First, it’s Create Config.msi and create a temp to pass to the backup services

then create the second thread to monitor the FindFile function which searches for any change that happens to temp directly for the create from the backup services Create a Fail thread in case the threads fail to raise an error message then set Opluck at the config.msi with a callback that will cb1 which do the install

FindFile

Loop to check if any file is already created in the temp directory. If a file is created, the loop will break after establishing an Oplock on this file. In case any process requests from a thread or process to execute the callback, cb will be executed.
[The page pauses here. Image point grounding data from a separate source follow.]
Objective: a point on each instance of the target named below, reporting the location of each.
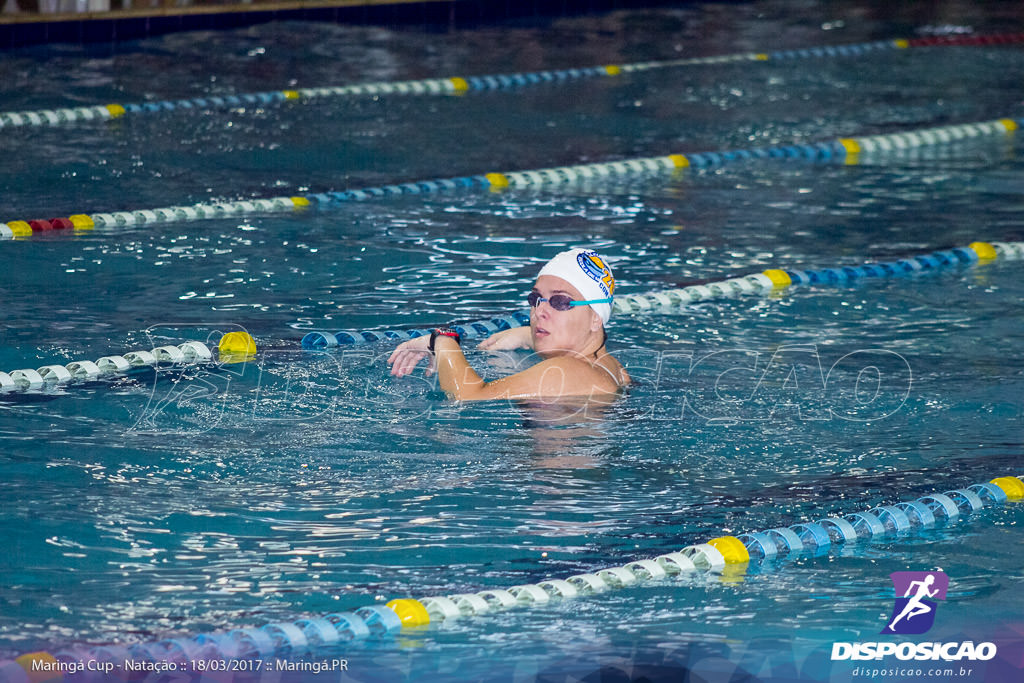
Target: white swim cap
(586, 270)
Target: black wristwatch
(443, 332)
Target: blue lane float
(847, 151)
(462, 85)
(768, 281)
(317, 636)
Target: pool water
(307, 482)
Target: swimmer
(570, 303)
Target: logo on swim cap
(597, 270)
(913, 611)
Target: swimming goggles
(560, 301)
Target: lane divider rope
(728, 556)
(240, 346)
(459, 85)
(769, 281)
(232, 347)
(848, 151)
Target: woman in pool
(569, 305)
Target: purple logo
(915, 595)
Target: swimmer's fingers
(418, 344)
(408, 354)
(403, 361)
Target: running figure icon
(914, 611)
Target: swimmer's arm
(508, 340)
(549, 379)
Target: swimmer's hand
(507, 340)
(408, 354)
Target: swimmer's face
(557, 332)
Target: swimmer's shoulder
(583, 376)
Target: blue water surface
(304, 482)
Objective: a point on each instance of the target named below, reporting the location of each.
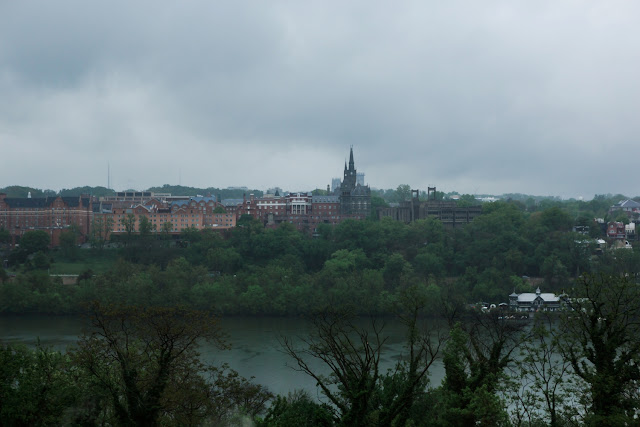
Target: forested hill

If backup services attempt to delete the file, the callback cb will be triggered. After execution, it will be released."

Triage

triggers backup services which try to delete the temp file

Install

which is created by cb1 The first thing it will run the Windows installer using msi file which contains two parts, The first part contains a sleep function, and the other causes an error to rollback

Mitigation

Upgrade your Windows OS to the latest version

Final Thoughts

During the CVE, after reversing the dll's files and get the root cause while trying to simplify the long steps and techniques as much as I could, this CVE wasn't easy at all. It had a lot of concepts that I was hearing about for the first time, and the steps were not even simple. Many articles were filed to explain it well, especially Opluck the callback. but I gained some interesting stuff, including the symbolic links, which are considered to be good weapons for gaining EOP through file manipulation for all Security Researchers and Red Tamers.